« Sommaren är kort » (l’été est court) chantait le
suédois Thomas Ledin dans un tube qui passait sur toutes les ondes dans les
années 80 dans les pays nordiques et qu’on entend toujours de temps en temps,
dans sa version originale ou sous forme de reprise (elles sont nombreuses).
Cette popularité tient peut-être au fait que le chanteur a su toucher sur une
corde sensible : l’été est effectivement plus court à Stockholm qu’à
Paris, et plus on monte vers le nord, plus il se raccourcit.

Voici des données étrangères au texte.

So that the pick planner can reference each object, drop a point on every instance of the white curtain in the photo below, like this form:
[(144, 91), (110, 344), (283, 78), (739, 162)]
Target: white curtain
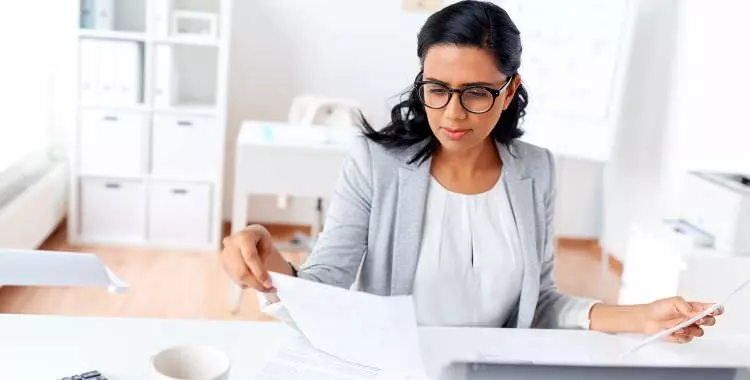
[(29, 32)]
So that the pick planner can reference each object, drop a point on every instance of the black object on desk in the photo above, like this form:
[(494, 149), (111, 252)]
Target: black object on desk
[(91, 375)]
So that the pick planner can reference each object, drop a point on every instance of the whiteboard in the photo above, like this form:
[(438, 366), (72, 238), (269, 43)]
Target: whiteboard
[(574, 57)]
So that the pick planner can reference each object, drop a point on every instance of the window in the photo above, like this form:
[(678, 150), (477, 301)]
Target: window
[(26, 69)]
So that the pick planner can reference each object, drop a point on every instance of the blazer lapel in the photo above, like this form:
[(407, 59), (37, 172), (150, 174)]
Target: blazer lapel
[(520, 190), (413, 182)]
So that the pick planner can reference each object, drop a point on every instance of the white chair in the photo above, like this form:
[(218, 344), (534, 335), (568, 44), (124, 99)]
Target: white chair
[(307, 109), (322, 111), (326, 113)]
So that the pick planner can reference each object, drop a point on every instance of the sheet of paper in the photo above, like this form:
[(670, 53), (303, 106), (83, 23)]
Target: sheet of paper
[(688, 322), (375, 331), (48, 268), (299, 360)]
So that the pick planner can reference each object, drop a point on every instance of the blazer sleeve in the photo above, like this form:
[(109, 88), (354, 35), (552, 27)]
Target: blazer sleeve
[(554, 308), (336, 257)]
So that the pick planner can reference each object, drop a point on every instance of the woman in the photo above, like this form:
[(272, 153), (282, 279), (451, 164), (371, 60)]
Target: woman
[(445, 204)]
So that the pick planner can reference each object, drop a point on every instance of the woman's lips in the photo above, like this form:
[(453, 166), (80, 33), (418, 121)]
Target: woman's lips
[(455, 134)]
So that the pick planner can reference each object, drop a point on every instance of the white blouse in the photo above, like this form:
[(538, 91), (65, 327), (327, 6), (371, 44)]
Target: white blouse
[(470, 265)]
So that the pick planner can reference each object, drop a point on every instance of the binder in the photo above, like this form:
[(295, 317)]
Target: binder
[(162, 10), (104, 17), (88, 10), (89, 72), (163, 77), (126, 73)]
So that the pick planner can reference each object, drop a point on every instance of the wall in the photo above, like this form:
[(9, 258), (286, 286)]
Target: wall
[(634, 178), (365, 50)]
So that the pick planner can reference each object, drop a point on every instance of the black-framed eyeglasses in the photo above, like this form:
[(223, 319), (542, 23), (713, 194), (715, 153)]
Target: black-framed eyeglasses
[(475, 99)]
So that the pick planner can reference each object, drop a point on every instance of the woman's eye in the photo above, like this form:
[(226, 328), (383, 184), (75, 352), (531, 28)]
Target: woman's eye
[(476, 93)]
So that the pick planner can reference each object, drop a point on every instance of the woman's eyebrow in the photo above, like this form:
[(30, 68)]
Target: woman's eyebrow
[(465, 84)]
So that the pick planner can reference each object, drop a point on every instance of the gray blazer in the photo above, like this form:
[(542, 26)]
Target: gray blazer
[(373, 229)]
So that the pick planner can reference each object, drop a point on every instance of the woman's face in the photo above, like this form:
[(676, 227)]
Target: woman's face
[(458, 67)]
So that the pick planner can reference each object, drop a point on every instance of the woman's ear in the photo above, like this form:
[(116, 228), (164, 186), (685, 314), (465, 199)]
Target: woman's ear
[(511, 92)]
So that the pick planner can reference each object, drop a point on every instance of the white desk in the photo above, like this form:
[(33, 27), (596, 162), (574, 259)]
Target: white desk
[(285, 159), (49, 347), (275, 158)]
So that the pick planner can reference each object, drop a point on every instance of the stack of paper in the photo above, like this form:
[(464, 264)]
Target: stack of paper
[(356, 327)]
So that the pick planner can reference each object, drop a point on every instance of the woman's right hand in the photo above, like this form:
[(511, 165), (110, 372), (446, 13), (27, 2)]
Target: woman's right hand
[(249, 254)]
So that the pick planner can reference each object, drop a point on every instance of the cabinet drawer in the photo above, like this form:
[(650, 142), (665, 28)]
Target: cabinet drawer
[(185, 147), (111, 142), (179, 213), (112, 210)]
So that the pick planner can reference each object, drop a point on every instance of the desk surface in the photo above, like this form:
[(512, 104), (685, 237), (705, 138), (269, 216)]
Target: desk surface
[(48, 347)]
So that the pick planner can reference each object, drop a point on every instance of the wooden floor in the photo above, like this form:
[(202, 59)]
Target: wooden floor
[(188, 285)]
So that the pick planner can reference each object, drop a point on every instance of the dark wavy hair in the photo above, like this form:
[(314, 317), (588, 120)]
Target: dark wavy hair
[(467, 23)]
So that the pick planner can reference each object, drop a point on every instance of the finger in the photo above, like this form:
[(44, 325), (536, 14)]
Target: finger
[(685, 308), (253, 262), (238, 271), (669, 323), (694, 331), (718, 311), (706, 321), (679, 338)]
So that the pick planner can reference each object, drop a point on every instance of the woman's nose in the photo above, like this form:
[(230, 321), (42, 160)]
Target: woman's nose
[(454, 110)]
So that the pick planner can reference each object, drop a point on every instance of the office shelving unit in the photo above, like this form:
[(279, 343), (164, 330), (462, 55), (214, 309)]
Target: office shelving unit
[(147, 157)]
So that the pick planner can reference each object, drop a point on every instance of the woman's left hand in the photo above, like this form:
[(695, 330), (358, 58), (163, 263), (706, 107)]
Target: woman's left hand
[(669, 312)]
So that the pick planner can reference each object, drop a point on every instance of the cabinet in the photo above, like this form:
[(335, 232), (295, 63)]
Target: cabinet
[(150, 138)]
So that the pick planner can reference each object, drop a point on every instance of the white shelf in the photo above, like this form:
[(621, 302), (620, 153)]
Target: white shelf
[(113, 35), (182, 79), (188, 41), (135, 108), (186, 180), (201, 110)]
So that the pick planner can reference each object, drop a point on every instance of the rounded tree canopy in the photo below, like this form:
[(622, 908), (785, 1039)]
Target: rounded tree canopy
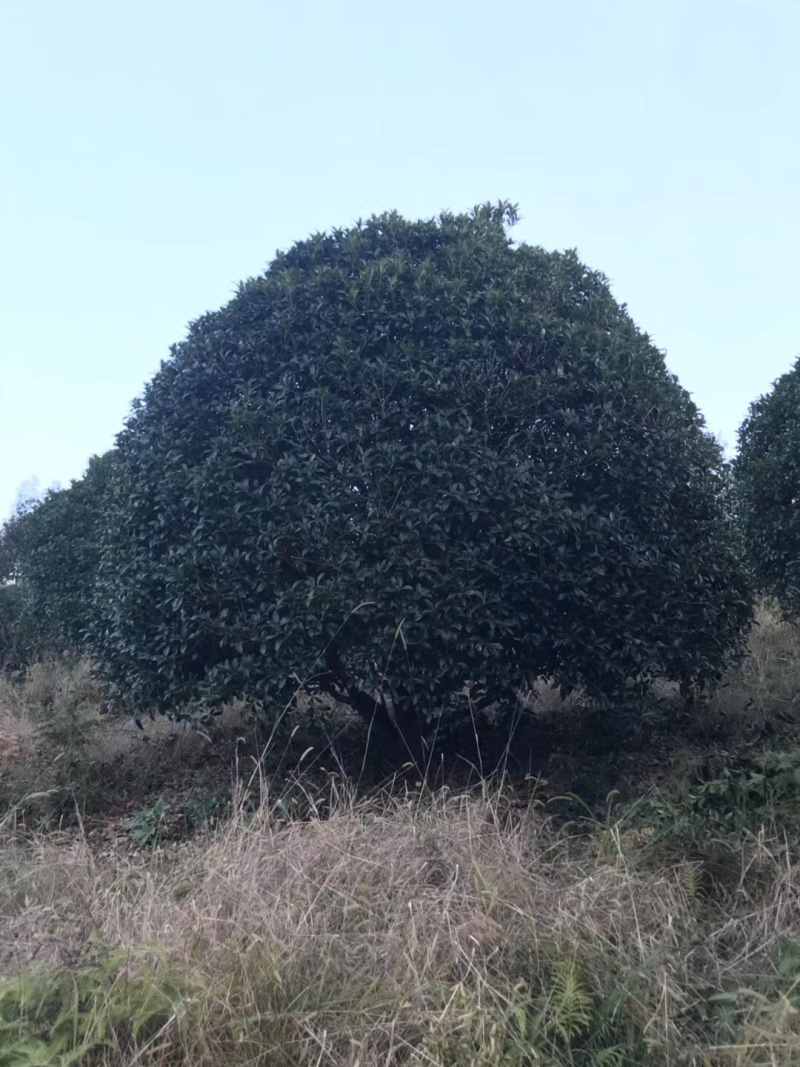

L’auteur finlandais Yrjö Hirn écrivait dans un de ses textes
sur le jour où l’on sent l’été basculer vers l’automne, le jour où la mer est
d’un bleu plus foncé parce que déjà plus froide et le premier frisson de
fraîcheur se mêle subrepticement aux rayons de soleil et leur donne un ton plus
pâle. Ce jour-là vient chaque été ; il marque la fin d’une saison de repos
et de farniente qui semblait interminable ; il tourne les regards vers
l’automne et rouvre une nouvelle temporalité, celle du travail, des devoirs et
des responsabilités. Un moment de mélancolie donc, mais aussi de renaissance à
la vie active.
L’auteur ne situait pas ce jour sur le calendrier. Mon
expérience personnelle le situe vers la deuxième semaine d’août. Vu de France,
c’est bien tôt, la rentrée étant ici au début de septembre. On défait les
valises et retrouve les amis à Paris ; à Stockholm, l’été n’est plus qu’un
souvenir lointain.
Cette différence de rythme – qui est aussi une différence
des expériences intériorisées, des formes de vie, des rites de la vie
sécularisée – est sans doute un des facteurs qui distinguent les pays nordique
des pays méridionaux. On peut se demander si le mot ‘été’ possède la même
signification dans ces deux aires culturelles. Dans le nord, l’imaginaire de
l’été n’est pas uniquement marqué par la chaleur, mais aussi et même davantage
par la lumière tant mise en valeur par Krøyer, Bergh, Munch et les autres
peintres du tournant du 20e siècle.
Cette idée nous permet peut-être de contredire Ledin et son
triste constat. Si l’on retient la lumière comme le critère principal de l’été,
la douce saison n’est peut-être pas si courte dans le Nord : les jours commencent
réellement à s’allonger vers le 15 mai.
Dans un monde idéal, on partirait en vacances avec les nordiques
et rentrerait avec les Français.
Bienvenue dans la 2e saison du blog Vue du Nord !
Harri Veivo
L’auteur est professeur au Département d’Études Nordiques de
l’Université de Caen Normandie.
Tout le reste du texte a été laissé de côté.